Thinking Machines Lab, led by Mira Murati, has unveiled a groundbreaking new architecture for human-AI interaction with the introduction of TML-Interaction-Small, a 276 billion parameter Mixture-of-Experts model. This innovative system, designed for real-time collaboration, processes audio, video, and text simultaneously in 200-millisecond chunks, setting a new standard for multimodal interaction.

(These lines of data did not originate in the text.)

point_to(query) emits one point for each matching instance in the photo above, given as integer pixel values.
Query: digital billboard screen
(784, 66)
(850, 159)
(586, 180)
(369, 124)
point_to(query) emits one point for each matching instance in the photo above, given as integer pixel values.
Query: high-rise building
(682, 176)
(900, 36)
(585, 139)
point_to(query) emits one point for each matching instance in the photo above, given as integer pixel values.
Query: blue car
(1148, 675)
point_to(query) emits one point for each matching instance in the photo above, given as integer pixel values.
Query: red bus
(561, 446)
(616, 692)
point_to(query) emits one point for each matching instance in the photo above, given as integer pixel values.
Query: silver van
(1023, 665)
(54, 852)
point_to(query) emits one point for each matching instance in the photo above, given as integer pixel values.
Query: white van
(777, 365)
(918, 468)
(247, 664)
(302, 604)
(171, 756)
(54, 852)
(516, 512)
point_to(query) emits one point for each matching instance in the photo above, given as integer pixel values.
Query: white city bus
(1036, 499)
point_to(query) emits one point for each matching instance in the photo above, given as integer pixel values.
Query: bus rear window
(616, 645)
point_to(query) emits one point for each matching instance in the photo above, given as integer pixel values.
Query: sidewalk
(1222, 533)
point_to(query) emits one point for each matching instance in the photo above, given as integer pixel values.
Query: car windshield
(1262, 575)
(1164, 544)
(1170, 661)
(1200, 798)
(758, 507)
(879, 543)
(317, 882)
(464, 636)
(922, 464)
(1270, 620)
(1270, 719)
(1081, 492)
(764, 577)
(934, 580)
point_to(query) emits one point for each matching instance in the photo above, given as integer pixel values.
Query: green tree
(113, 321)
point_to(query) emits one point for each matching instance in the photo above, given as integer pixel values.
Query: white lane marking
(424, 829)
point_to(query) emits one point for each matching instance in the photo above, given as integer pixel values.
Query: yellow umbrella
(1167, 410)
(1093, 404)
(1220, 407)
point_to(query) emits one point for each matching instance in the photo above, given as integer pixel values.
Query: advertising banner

Revolutionary Real-Time Multimodal Processing
The core innovation lies in its multi-stream, time-aligned micro-turn architecture, which eliminates the need for external voice-activity detection tools. Unlike traditional models that freeze perception during generation, TML-Interaction-Small operates with two parallel components. One runs in real-time, enabling full-duplex interaction, while the other handles asynchronous reasoning and tool use, maintaining a shared conversation context throughout.
Implications for AI Collaboration
This advancement addresses a critical limitation in current AI systems: the disconnect between perception and generation during interaction. By enabling continuous, simultaneous processing of multiple modalities, the system paves the way for more natural, human-like AI collaboration. The model's ability to maintain full conversation context while performing sustained reasoning could significantly enhance applications in customer service, education, and creative assistance.
Looking Ahead
While still in research preview, TML-Interaction-Small represents a major step toward truly interactive AI systems. As the field moves toward more seamless human-AI collaboration, such innovations may redefine how we interact with artificial intelligence in everyday settings.